North Dakota University System leader comes out against sports betting bill

North Dakota State takes the field for the NCAA Division I FCS championship game at Toyota Stadium in Frisco, Texas, on Saturday, Jan. 5, 2019. After winning seven FCS titles in eight seasons, the Bison were invited to the White House. David Samson / The Forum

BISMARCK — The head of the North Dakota University System came out against a proposal to allow betting on collegiate sports Thursday, March 7, warning it could lead to tampering with athletic events and put added pressure on student athletes.

The state House passed a bill last month allowing wagers on the outcome of professional and collegiate events through charitable gaming organizations. Its introduction followed a 2018 U.S. Supreme Court decision rendering a federal law that largely banned sports betting unconstitutional.

NDUS Chancellor Mark Hagerott testified against the bill when it went before a Senate committee Thursday, days after conferring with campus presidents who were unanimous in their opposition to the proposal. He said in an interview afterward that student athletes are “vulnerable” in part because of their accessibility to people who would bet on games.

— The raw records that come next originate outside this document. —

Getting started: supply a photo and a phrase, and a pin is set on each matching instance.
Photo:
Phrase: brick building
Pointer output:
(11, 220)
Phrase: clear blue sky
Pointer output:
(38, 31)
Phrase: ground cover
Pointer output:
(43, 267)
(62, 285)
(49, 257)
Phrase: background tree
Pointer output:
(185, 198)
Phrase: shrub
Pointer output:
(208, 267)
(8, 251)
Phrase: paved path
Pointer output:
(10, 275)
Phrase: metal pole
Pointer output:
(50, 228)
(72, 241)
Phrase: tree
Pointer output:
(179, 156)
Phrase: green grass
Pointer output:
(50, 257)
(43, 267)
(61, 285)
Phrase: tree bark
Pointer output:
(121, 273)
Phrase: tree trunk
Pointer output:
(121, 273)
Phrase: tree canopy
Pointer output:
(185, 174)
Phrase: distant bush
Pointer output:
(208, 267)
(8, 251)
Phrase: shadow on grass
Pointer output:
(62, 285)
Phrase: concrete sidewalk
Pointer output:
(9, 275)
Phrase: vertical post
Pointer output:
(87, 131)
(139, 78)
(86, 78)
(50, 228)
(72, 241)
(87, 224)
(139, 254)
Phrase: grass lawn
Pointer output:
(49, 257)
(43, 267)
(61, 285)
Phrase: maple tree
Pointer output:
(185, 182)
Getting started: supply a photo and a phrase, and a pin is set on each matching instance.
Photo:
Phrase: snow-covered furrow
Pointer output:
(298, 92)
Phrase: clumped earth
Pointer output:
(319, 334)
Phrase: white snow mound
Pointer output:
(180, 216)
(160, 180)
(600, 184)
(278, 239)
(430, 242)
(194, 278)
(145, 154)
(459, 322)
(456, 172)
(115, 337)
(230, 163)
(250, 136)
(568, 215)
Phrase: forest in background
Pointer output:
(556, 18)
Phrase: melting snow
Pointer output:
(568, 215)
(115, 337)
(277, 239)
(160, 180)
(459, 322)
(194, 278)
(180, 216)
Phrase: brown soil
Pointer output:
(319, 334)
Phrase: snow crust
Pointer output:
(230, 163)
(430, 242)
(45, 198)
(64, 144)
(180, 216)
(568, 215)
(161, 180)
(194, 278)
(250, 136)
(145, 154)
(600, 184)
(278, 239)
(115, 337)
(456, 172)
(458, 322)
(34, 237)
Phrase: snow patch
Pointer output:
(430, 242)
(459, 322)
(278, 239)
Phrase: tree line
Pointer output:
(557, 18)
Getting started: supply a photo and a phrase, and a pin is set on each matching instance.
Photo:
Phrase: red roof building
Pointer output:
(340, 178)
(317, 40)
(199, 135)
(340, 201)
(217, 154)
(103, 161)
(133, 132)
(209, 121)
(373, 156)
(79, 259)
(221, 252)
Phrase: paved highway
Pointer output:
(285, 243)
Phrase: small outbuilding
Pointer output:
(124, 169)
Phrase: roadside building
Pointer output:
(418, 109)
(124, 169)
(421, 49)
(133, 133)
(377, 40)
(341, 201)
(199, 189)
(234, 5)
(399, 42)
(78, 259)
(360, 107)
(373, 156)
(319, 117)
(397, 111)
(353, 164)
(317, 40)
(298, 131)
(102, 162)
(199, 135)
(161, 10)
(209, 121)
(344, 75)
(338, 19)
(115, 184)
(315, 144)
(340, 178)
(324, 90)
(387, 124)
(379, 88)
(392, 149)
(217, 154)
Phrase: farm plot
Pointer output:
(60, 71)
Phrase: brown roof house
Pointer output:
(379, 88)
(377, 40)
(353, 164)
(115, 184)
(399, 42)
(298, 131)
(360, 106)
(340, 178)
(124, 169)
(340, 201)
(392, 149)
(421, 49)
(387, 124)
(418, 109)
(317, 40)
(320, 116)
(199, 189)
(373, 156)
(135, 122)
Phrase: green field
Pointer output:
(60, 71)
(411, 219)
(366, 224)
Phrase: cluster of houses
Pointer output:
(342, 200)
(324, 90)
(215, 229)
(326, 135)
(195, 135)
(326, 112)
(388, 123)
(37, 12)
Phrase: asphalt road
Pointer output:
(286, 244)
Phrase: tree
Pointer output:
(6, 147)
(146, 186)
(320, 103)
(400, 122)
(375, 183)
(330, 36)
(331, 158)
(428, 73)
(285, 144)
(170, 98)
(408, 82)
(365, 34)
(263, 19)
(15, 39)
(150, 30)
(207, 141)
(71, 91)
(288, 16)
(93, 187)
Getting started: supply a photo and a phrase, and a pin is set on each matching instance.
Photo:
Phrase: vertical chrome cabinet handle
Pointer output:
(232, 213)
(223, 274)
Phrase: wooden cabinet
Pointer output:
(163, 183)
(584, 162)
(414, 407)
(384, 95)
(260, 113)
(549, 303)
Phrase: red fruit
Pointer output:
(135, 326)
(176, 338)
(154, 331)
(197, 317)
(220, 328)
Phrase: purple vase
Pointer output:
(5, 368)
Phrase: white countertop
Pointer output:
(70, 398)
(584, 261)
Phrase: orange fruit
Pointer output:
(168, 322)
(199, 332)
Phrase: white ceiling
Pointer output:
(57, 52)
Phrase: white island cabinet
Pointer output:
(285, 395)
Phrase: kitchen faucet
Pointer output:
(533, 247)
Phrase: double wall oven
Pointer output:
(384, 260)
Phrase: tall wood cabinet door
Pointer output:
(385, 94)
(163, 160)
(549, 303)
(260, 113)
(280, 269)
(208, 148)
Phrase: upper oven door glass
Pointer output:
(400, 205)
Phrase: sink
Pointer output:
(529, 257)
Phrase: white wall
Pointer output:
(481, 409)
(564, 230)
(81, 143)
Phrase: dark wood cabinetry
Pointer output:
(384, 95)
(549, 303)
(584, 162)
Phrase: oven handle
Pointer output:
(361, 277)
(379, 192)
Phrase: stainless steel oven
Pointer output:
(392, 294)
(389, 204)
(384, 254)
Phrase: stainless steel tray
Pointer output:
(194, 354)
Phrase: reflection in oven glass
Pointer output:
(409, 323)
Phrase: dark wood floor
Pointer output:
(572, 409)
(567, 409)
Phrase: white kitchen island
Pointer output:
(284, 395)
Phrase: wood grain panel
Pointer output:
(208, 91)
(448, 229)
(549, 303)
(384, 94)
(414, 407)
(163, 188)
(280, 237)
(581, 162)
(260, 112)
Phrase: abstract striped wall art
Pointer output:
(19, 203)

“We would like to protect the student athletes here," Hagerott said.

The bill’s primary sponsor, Bismarck Republican Rep. Jason Dockter, said he wasn’t concerned about tampering or corruption scandals. He said the bill would simply legalize an activity that’s already taking place.


Dockter expected legal collegiate betting to only be available for major collegiate sports, perhaps extending to the University of North Dakota men's hockey or North Dakota State University football teams rather than smaller programs. He noted the men's basketball tournament known as "March Madness" would fall under sports betting.

"The whole intent is major college sports and professional (sports)," Dockter said.

UND Athletics Director Bill Chaves previously said student athletes would still be required to follow NCAA prohibitions on collegiate sports gambling even if state law allows it.

The NCAA "opposes all forms of legal and illegal sports wagering, which has the potential to undermine the integrity of sports contests and jeopardizes the welfare of student-athletes and the intercollegiate athletics community," according to its website.

A charitable gaming official previously said Dockter's bill would provide organizations a new revenue source but was unsure how much money it would bring in.

The Senate Government and Veterans Affairs Committee didn't take action on the bill Thursday, according to a committee member.